Tony Neves, em Roma

Sophia foi muito citada estes dias, por gentes de todas as cores políticas, e com razão. Gosto muito da sua poesia, inspiro-me na sua lucidez política e religiosa, provoca-me sempre o seu conceito de cidadania responsável, fascina-me a sua cultura plural. Tenho citado, sobretudo nos últimos tempos, muitos dos seus poemas. Este pequeníssimo texto, escrito sobre o 25 de abril de 1974, ainda tem muito que ecoar para ser posto em prática na sua plenitude de sentido. Escreveu: ‘Esta é a madrugada que eu esperava / o dia inicial inteiro e limpo / onde emergimos da noite e do silêncio / e livres habitamos a substância do tempo’.  Abril está muito por cumprir, o mesmo se diga do 1º de Maio que deveria dar vez e voz a todos os trabalhadores para que este direito e dever humano (de colaborar com Deus na obra da criação) tenha aplicação na vida quotidiana de todos os cidadãos do mundo.

A vida já era complicada demais para os mais pobres e, de repente, cai-nos em cima um vírus como este covid que virou o mundo do avesso, destruindo em poucos dias algumas certezas e práticas que se cimentaram ao longo de séculos: a economia ruiu, as pessoas adoeceram e morreram, os hospitais rebentaram pelas costuras, quase tudo parou e fechou, o essencial tornou-se acessório, muitas pessoas que achávamos pouco importantes passaram a ser as mais decisivas… mas, sobretudo, os pobres ficaram ainda mais desgraçados do que o que já estavam… Aplicou-se o que um cartoon dizia estes dias: ‘quando a gente acha que tem todas as respostas, vem a vida e muda todas as perguntas!’. É isso!

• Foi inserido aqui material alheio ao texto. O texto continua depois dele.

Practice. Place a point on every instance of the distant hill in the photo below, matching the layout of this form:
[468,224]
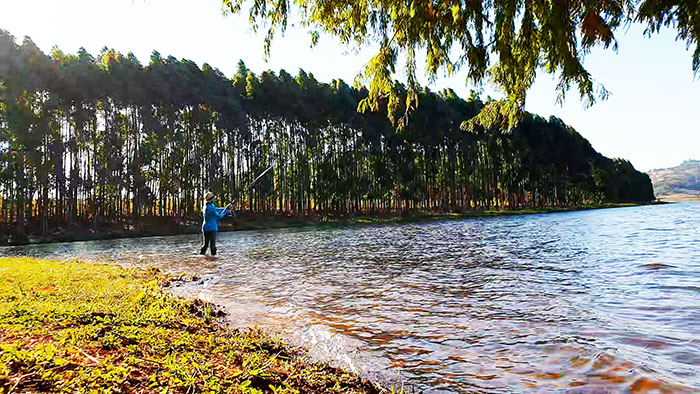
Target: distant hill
[677,182]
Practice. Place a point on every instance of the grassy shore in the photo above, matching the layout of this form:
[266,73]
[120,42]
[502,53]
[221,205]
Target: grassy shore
[80,327]
[249,221]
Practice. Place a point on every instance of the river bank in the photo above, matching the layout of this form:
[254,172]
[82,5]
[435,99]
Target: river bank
[75,326]
[163,226]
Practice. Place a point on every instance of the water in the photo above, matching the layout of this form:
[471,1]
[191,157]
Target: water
[603,300]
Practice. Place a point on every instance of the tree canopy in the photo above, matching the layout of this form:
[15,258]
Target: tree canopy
[98,141]
[504,41]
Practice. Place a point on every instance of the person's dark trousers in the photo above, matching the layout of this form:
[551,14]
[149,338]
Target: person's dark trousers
[209,239]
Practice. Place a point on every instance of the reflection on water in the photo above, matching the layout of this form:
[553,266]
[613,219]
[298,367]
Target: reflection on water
[605,299]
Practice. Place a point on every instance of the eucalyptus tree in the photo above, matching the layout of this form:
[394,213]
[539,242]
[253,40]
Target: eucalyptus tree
[506,42]
[106,142]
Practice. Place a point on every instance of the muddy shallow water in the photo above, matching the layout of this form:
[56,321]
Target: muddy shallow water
[601,300]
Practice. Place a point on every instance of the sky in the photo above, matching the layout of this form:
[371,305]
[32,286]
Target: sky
[650,118]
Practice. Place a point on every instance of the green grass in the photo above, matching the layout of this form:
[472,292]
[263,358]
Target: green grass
[79,327]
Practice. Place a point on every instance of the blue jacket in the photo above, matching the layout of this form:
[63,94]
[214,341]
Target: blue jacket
[212,215]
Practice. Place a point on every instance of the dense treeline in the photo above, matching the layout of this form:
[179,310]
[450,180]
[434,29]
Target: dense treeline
[106,140]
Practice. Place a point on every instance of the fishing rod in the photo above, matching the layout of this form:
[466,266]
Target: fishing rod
[250,186]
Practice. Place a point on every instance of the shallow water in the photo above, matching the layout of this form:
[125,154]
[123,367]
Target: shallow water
[601,300]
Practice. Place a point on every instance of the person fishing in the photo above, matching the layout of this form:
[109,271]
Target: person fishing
[212,214]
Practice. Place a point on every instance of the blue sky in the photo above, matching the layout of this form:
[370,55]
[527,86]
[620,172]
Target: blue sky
[651,118]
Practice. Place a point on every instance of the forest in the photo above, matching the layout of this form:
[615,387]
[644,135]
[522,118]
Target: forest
[104,140]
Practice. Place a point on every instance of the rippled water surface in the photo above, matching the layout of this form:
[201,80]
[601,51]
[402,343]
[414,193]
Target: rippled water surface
[593,300]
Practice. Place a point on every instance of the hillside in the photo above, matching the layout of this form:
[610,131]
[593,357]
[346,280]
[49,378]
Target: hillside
[679,181]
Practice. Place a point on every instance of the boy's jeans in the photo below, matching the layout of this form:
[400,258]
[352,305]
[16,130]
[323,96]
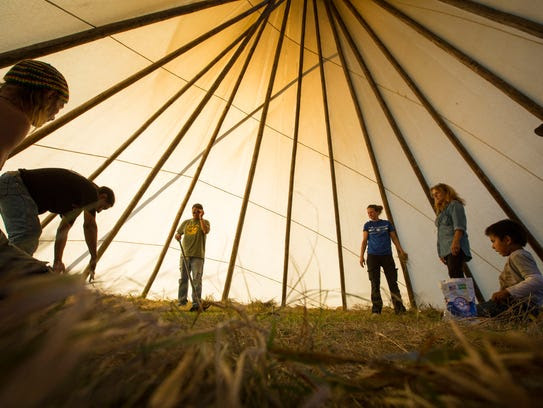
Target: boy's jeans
[196,266]
[19,212]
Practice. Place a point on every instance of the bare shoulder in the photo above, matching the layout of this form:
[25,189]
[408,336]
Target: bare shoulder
[14,125]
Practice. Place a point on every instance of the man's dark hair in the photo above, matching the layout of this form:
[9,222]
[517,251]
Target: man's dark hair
[110,195]
[509,228]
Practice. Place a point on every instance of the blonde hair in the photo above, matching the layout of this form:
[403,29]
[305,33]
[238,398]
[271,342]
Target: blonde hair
[450,195]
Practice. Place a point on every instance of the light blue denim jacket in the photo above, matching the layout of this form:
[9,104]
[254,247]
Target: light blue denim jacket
[453,217]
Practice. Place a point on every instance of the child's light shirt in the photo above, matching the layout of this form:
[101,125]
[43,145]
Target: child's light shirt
[521,277]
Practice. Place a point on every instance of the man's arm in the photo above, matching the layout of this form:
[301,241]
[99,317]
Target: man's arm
[90,230]
[363,247]
[401,253]
[60,244]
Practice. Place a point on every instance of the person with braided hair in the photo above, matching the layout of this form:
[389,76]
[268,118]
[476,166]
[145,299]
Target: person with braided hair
[32,93]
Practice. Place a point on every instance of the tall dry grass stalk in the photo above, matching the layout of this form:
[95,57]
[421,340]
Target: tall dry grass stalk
[64,345]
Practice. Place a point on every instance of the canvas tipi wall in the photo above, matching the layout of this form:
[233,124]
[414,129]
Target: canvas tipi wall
[285,149]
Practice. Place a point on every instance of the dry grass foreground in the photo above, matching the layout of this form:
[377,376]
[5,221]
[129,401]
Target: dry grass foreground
[64,345]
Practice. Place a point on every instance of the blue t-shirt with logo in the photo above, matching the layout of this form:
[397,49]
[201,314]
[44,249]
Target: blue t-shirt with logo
[379,237]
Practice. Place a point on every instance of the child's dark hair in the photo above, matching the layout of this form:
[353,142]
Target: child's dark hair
[509,228]
[376,207]
[110,195]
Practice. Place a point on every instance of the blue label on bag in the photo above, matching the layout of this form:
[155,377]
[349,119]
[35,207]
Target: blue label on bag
[461,307]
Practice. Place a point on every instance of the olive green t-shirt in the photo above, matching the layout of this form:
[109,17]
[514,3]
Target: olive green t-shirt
[194,239]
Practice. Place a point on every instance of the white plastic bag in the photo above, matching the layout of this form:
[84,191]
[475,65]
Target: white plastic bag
[459,297]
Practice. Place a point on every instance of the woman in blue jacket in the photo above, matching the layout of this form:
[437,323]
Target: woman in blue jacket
[452,234]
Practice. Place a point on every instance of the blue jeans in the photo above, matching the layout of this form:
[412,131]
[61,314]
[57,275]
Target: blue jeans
[375,263]
[19,212]
[196,266]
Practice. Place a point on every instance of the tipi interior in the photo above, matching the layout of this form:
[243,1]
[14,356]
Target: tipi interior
[285,119]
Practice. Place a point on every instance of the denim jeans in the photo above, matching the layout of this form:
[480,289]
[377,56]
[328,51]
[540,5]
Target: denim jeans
[196,266]
[455,264]
[19,212]
[375,262]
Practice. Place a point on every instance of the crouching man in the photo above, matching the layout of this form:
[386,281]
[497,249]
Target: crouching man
[24,194]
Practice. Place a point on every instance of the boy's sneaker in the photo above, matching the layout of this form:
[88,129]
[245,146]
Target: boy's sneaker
[195,308]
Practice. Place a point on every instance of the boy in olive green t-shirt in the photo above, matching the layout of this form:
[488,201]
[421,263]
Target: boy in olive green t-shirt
[194,231]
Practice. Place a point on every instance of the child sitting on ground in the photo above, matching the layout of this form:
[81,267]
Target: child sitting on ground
[521,282]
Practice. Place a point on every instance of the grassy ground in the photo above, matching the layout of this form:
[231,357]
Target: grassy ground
[63,345]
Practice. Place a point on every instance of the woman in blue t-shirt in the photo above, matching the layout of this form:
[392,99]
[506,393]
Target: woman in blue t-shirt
[376,237]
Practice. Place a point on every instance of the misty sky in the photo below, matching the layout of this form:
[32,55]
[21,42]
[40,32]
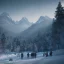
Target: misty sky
[31,9]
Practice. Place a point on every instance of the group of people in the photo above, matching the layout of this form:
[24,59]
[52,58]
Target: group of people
[47,54]
[32,55]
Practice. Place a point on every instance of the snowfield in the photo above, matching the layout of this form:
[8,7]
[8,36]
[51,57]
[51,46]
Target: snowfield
[57,58]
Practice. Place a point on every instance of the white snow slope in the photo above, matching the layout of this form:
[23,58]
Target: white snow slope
[57,58]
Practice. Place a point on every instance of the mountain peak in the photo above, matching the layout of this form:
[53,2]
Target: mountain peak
[5,14]
[24,20]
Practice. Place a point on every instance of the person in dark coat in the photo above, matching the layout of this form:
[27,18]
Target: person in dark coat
[21,55]
[27,55]
[50,53]
[46,54]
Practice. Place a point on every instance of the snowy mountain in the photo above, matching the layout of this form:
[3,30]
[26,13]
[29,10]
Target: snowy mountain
[24,20]
[41,24]
[16,27]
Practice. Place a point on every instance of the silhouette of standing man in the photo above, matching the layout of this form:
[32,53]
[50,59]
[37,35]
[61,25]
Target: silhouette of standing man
[27,55]
[21,55]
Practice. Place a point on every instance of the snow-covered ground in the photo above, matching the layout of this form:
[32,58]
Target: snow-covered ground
[57,58]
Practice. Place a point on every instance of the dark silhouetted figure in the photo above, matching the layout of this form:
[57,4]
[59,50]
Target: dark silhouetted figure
[27,55]
[21,55]
[33,55]
[50,53]
[46,54]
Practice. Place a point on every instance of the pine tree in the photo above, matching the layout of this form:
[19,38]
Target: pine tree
[60,12]
[3,40]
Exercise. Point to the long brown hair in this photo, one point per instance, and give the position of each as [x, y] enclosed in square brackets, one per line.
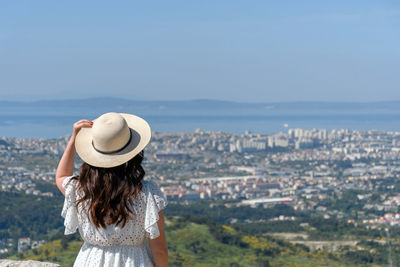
[107, 192]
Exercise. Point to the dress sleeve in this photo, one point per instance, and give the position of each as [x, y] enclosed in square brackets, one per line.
[155, 201]
[69, 211]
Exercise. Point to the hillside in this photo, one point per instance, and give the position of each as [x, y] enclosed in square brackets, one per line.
[194, 241]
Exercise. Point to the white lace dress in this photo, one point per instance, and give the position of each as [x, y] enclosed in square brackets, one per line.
[115, 246]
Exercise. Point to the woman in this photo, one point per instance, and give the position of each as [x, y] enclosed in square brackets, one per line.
[113, 208]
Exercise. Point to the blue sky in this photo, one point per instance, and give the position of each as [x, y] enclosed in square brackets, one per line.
[253, 51]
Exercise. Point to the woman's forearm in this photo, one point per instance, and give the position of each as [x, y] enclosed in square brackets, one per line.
[66, 164]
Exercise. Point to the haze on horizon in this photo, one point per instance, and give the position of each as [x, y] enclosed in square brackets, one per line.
[258, 51]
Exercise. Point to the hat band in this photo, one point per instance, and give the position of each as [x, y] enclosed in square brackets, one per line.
[115, 151]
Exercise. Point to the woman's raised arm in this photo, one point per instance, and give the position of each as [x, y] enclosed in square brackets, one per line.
[65, 167]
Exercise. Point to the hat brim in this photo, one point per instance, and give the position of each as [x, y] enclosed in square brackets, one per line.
[140, 137]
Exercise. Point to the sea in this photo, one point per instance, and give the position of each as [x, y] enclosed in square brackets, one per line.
[53, 121]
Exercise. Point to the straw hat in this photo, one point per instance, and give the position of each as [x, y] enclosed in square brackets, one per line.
[113, 139]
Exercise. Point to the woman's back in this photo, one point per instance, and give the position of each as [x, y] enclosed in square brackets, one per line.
[115, 245]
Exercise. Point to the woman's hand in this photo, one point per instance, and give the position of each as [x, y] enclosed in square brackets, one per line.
[79, 124]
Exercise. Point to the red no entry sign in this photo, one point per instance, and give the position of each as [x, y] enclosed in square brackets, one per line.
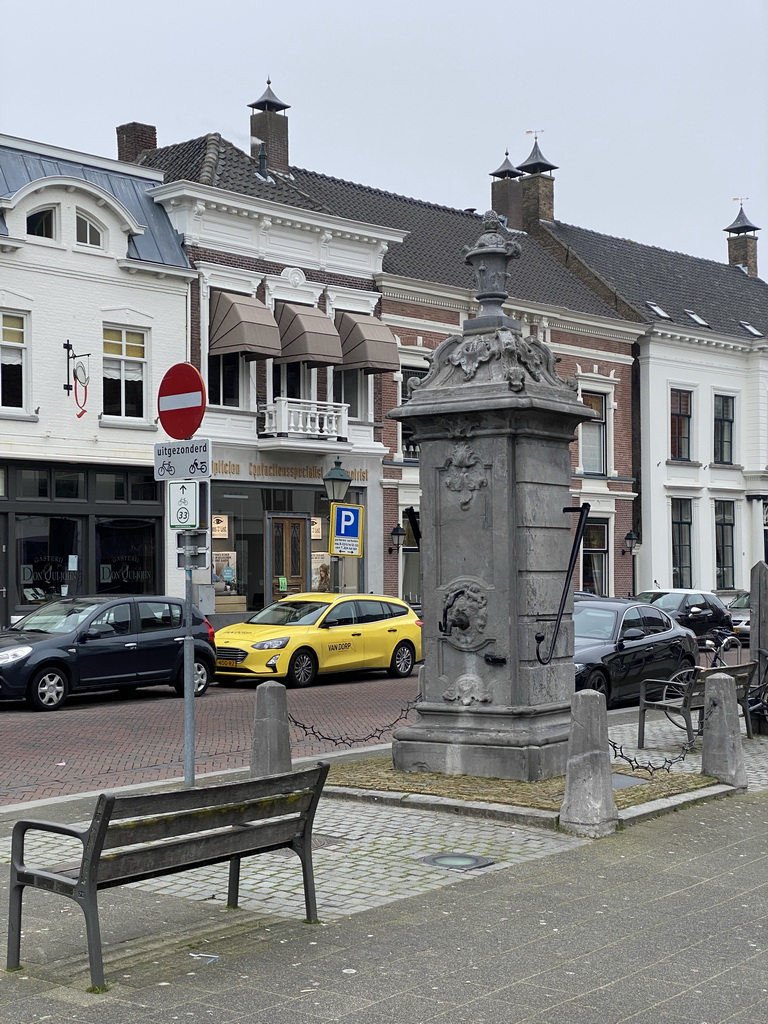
[181, 400]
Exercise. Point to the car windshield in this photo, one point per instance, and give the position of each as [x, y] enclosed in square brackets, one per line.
[591, 623]
[58, 616]
[670, 602]
[290, 613]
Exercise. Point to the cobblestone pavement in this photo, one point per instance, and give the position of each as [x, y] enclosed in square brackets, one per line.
[108, 740]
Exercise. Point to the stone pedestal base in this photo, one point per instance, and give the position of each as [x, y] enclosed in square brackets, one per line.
[528, 748]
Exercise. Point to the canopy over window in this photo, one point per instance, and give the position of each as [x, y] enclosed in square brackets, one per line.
[242, 324]
[367, 344]
[308, 336]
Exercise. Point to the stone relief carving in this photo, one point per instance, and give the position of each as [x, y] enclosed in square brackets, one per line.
[464, 614]
[468, 689]
[465, 473]
[517, 356]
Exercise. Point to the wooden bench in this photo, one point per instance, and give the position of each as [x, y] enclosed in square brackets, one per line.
[133, 838]
[684, 694]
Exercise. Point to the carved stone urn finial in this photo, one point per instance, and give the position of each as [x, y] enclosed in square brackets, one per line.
[488, 258]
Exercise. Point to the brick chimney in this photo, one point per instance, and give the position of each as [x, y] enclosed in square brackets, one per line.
[742, 243]
[133, 138]
[269, 125]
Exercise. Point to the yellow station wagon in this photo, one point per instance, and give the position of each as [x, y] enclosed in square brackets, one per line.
[305, 635]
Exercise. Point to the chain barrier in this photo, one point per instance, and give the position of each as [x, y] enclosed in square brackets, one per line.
[667, 764]
[378, 733]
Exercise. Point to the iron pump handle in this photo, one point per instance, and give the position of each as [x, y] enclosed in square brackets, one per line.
[584, 511]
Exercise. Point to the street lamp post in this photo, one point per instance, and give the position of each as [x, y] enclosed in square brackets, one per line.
[337, 482]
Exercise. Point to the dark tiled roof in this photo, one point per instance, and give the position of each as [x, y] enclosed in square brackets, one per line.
[159, 244]
[432, 251]
[212, 161]
[721, 294]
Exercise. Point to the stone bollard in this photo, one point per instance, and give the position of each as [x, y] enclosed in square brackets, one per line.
[722, 755]
[270, 748]
[589, 808]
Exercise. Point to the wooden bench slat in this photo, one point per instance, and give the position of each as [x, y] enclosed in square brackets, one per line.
[142, 830]
[229, 793]
[164, 858]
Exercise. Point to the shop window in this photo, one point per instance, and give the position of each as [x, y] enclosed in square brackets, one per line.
[125, 556]
[124, 371]
[86, 231]
[32, 483]
[347, 388]
[110, 487]
[49, 556]
[595, 557]
[12, 355]
[681, 542]
[69, 484]
[41, 223]
[223, 380]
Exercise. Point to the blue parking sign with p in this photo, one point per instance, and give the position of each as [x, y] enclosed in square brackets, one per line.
[346, 530]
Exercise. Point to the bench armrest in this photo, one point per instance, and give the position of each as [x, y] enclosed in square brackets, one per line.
[30, 824]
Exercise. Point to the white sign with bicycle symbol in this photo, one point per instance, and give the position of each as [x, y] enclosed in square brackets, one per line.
[183, 460]
[183, 505]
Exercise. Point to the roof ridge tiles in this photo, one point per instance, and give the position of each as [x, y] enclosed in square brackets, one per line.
[383, 192]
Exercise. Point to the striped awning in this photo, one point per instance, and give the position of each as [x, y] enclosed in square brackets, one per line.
[307, 336]
[242, 324]
[367, 344]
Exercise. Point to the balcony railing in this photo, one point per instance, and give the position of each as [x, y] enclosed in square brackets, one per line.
[300, 418]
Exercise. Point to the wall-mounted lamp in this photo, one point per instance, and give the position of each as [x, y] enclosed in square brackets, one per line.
[630, 542]
[337, 482]
[397, 537]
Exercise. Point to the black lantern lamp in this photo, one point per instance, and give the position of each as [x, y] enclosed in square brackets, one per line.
[337, 482]
[397, 537]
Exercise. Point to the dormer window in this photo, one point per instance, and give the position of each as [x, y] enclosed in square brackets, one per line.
[656, 309]
[40, 223]
[696, 318]
[753, 330]
[86, 232]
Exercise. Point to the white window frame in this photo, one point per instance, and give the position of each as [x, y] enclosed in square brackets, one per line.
[22, 349]
[125, 361]
[594, 383]
[92, 224]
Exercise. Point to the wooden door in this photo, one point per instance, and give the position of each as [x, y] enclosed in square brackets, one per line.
[289, 555]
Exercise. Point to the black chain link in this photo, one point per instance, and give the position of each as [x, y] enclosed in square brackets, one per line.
[378, 733]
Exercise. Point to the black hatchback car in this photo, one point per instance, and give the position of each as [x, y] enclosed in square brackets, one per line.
[617, 643]
[698, 609]
[78, 644]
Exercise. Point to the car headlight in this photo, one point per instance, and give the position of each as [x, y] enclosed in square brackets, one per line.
[270, 644]
[14, 654]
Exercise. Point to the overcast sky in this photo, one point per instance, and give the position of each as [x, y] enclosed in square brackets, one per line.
[654, 111]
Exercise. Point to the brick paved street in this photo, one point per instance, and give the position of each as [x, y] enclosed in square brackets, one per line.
[108, 740]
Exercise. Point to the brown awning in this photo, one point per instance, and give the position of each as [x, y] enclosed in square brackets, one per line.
[367, 344]
[308, 336]
[242, 324]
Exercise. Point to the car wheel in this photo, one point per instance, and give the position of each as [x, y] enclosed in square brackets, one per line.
[302, 669]
[201, 677]
[402, 660]
[598, 681]
[47, 689]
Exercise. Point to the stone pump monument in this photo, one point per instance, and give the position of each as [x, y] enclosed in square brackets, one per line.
[494, 422]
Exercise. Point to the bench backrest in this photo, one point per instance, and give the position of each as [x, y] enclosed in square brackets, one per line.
[199, 826]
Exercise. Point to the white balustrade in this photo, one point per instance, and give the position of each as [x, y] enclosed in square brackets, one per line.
[301, 418]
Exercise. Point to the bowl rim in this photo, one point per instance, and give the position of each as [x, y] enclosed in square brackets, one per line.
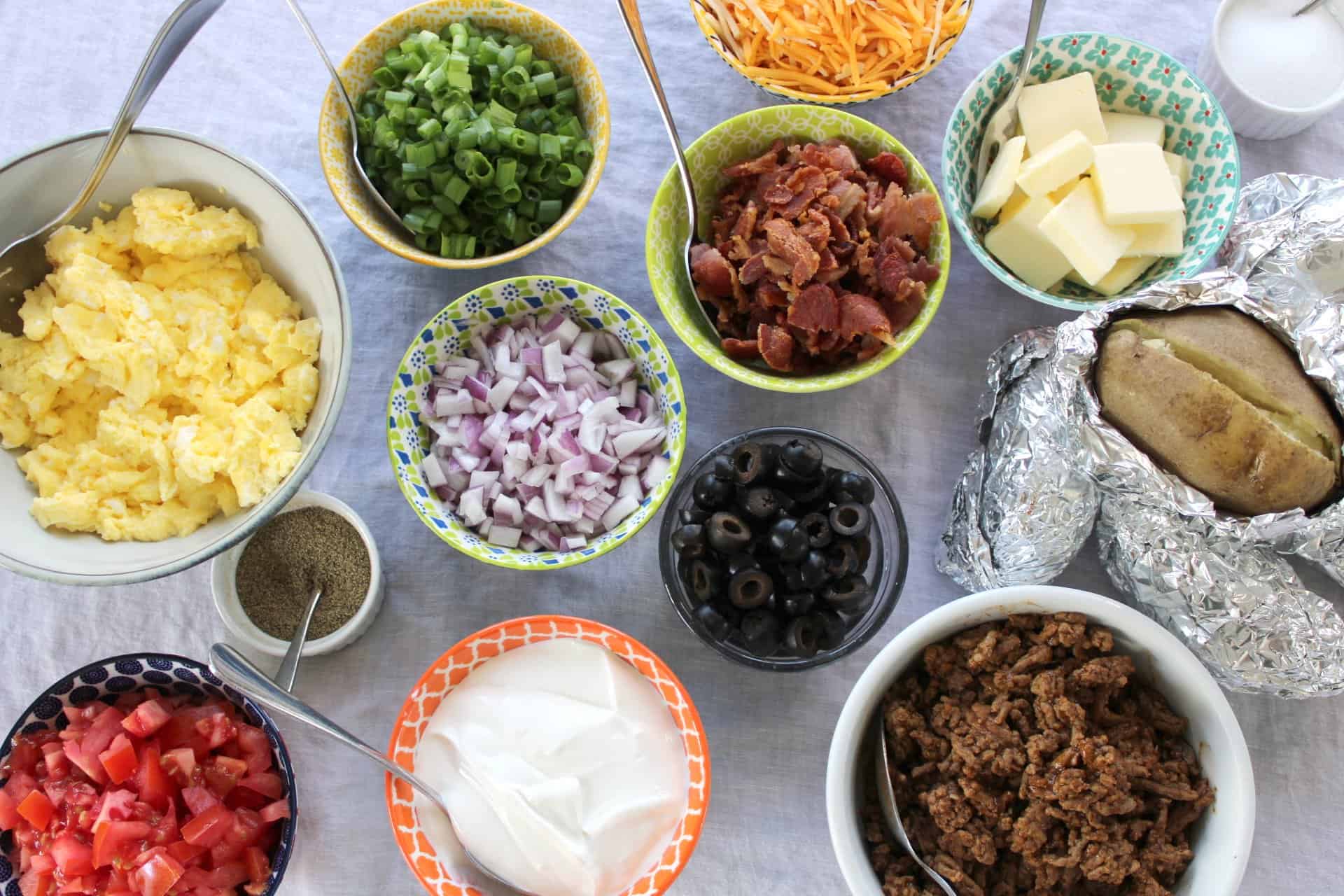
[307, 460]
[580, 624]
[564, 558]
[286, 848]
[331, 106]
[830, 99]
[229, 606]
[885, 603]
[828, 381]
[996, 603]
[1069, 302]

Começaram-se a escutar gritos vindos, sobretudo, de Roma e Nova Iorque: o Papa Francisco repetiu vezes sem conta que é urgente olhar para os mais frágeis e não os deixar morrer. O Secretário geral da ONU falou do imperativo que é garantir cuidados de saúde a todas as pessoas do mundo e alertou para o facto da pobreza extrema, por causa desta pandemia, juntar 62 milhões de crianças às 386 milhões que – segundo o relatório da UNICEF – já vivem hoje em pobreza extrema. O Papa criou mesmo uma Comissão Especial no Vaticano (Covid Vatican Comission) para que não se repitam os erros da crise de 2008 e se evitem que os pobres voltem a ser os mais atingidos. António Guterres fez a ONU aprovar uma resolução que garante ao mundo inteiro um acesso igual a futuras vacinas para o covid. Enfim, os dias inteiros e limpos ainda estão longe de ser os nossos, mas há no nosso mundo alguns pequenos gestos que se transformam em grandes sinais.

Para além do 25 de Abril e 1º de Maio, estas semanas foram ainda marcadas pela celebração do Dia da Terra, dia 22. Muita gente falou, mas pouca gente faz. A distância entre o dizer e o fazer é sempre o maior drama. Gostei da abertura do jornal da TVI com José Alberto Carvalho a provar, com imagens, que o covid está a fazer bem à natureza, pois é muito mais ecológica a imagem de satélite sobre a terra (menos poluição), são mais belas e limpas as fotos tiradas nas grandes cidades e até deu para ver alguns animais a passear nos centros urbanos ou erva a crescer nas calçadas que os turistas palmilhavam aos milhares… O Papa Francisco repetiu a sua frase que já se torna um refrão: ‘tudo está interligado!’ (Laudato Si 240) e voltou a provocar o mundo com as cinco perguntas que faz no nº160 desta encíclica social e ecológica integral: ‘Que tipo de mundo queremos deixar a quem vai suceder-nos, às crianças que estão a crescer? Com que finalidade passamos por este mundo? Para que viemos a esta vida? Para que trabalhamos e lutamos? Que necessidade tem de nós esta terra? Grandes questões a merecer grandes reflexões e decisões que levem a práticas que traduzam uma ecologia verdadeiramente integral que ame os pobres e respeite a Terra, a nossa casa comum.

Há passos que são difíceis de dar e o primeiro é a exigência de construir um projecto comum. De mãos dadas, de corações sintonizados, não é difícil tomar decisões e avançar com atitudes que mudem o rumo à história. Mas é suficiente olhar para a actual União Europeia e para as presidências de países influentes como os EUA, a China, o Irão, a Rússia ou o Brasil (para apenas citar cinco grandes) para percebermos que o mundo ainda não reuniu condições para avançar em direcção a uma solidariedade sem fronteiras que derrube os muros da injustiça que caracterizam a terra em que vivemos.

Mas não há que deitar toalhas ao chão, pois desistir nunca levou a bom porto. Aceitemos que ‘tudo está interligado’ e que é possível construir ‘dias inteiros e limpos’.